The Schema-Guided Dialogue (SGD) dataset consists of over 20k annotated multi-domain, task-oriented conversations between a human and a virtual assistant. These conversations involve interactions with services and APIs spanning 20 domains, such as banks, events, media, calendar, travel, and weather. For most of these domains, the dataset contains multiple different APIs, many of which have overlapping functionalities but different interfaces, which reflects common real-world scenarios. The wide range of available annotations can be used for intent prediction, slot filling, dialogue state tracking, policy imitation learning, language generation, and user simulation learning, among other tasks for developing large-scale virtual assistants. Additionally, the dataset contains unseen domains and services in the evaluation set to quantify the performance in zero-shot or few-shot settings.

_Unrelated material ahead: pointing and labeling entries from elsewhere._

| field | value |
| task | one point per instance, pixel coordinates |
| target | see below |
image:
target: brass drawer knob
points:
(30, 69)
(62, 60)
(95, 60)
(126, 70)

The dataset consists of schemas outlining the interface of different APIs alongside annotated dialogues. The dialogues have been generated with the help of a dialogue simulator and paid crowd-workers. The data collection approach is summarized in this paper.
Schema-Guided Dialogue - eXtended (SGD-X) is a benchmark for measuring the robustness of dialogue systems to linguistic variations in schemas. SGD-X extends the SGD dataset with 5 crowdsourced variants for every schema, where variants are semantically similar yet stylistically diverse. Models trained on SGD are evaluated on SGD-X to measure how well they can generalize in a real-world setting, where a large variety of linguistic styles exist.